陳軒這番話並非客套,他之所以這般說,無非是想先試探一下白瑤怡的態度,讓後續的合作提議顯得更為自然。畢竟他此刻與白瑤怡毫無交情,若是直接表明要幫她對付兩頭大妖,未免太過刻意,反倒可能引起對方的警惕。
白瑤怡聰慧過人,瞬間便聽出了陳軒話中的言外之意。她稍稍沉吟片刻,眼神變得堅定起來,傳音說道:“多謝道友提醒!可我若是就此離去,道友你便只能獨自應對這兩頭大妖了!到那時,道友一邊要顧及自身靈獸的雷劫,一邊還要應付這兩頭化形妖獸,難道就不怕顧此失彼嗎?”
陳軒見白瑤怡終於說到正題,心中不由暗自欣喜:來了來了,終於要談合作了!不過他表面依舊神色淡然,不動聲色地繼續傳音:“哦?仙子這般說,倒也有理!如此看來,仙子是想讓陳某出手,與你一同對付這兩頭大妖?”

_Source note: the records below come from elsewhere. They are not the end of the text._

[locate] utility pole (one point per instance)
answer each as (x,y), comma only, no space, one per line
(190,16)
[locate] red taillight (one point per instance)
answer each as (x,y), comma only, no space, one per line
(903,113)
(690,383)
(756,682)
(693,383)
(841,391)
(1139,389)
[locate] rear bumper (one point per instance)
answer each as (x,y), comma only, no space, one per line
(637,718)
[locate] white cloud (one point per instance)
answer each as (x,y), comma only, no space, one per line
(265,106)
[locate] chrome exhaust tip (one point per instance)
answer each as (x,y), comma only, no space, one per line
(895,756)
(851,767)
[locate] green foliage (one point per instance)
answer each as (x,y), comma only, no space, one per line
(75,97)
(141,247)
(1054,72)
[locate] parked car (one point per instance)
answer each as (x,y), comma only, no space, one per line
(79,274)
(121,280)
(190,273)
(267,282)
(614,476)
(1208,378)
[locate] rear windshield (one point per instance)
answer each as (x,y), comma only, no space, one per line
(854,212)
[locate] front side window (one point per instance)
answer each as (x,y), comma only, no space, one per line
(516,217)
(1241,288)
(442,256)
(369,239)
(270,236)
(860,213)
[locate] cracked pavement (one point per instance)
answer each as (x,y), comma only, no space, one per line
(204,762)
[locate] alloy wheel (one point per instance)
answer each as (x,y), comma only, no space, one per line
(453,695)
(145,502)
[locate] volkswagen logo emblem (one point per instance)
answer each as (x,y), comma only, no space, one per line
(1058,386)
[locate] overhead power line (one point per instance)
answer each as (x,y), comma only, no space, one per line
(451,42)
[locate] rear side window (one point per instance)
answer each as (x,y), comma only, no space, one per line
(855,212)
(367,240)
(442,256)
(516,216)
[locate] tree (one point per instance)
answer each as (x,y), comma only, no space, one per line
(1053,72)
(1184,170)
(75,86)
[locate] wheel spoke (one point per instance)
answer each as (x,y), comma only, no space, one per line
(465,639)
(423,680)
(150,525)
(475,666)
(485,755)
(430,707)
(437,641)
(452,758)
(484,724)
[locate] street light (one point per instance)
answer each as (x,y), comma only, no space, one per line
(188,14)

“呵呵!道友說笑了!並非是我求你幫忙,不過是各取所需罷了!”白瑤怡淡淡一笑,傳音回應,“道友幫我解圍,我幫道友牽制一頭妖獸,讓道友能安心應對另一頭,這樣一來,道友的靈獸也能更安穩地渡劫。不知陳道友意下如何?”
“倒也不是不行!”陳軒故作沉吟片刻,才慢悠悠地傳音:“不過,既然是合作,戰利品的分配得事先說清楚。陳某若是不出手,只需等到我的靈獸化形雷劫結束,便能即刻離開。若是戰利品分少了,陳某覺得不划算,倒不如就在一旁觀望,犯不著冒險出手。”
“道友不必在口舌上過多計較!”白瑤怡聞言,忍不住翻了個白眼,傳音道,“道友今日出手救我,不正是為了讓自己的靈獸能安然渡劫嗎?若是我在此殞命,這兩頭大妖轉頭就會去騷擾你的靈獸,到那時,道友的處境恐怕會更棘手吧?”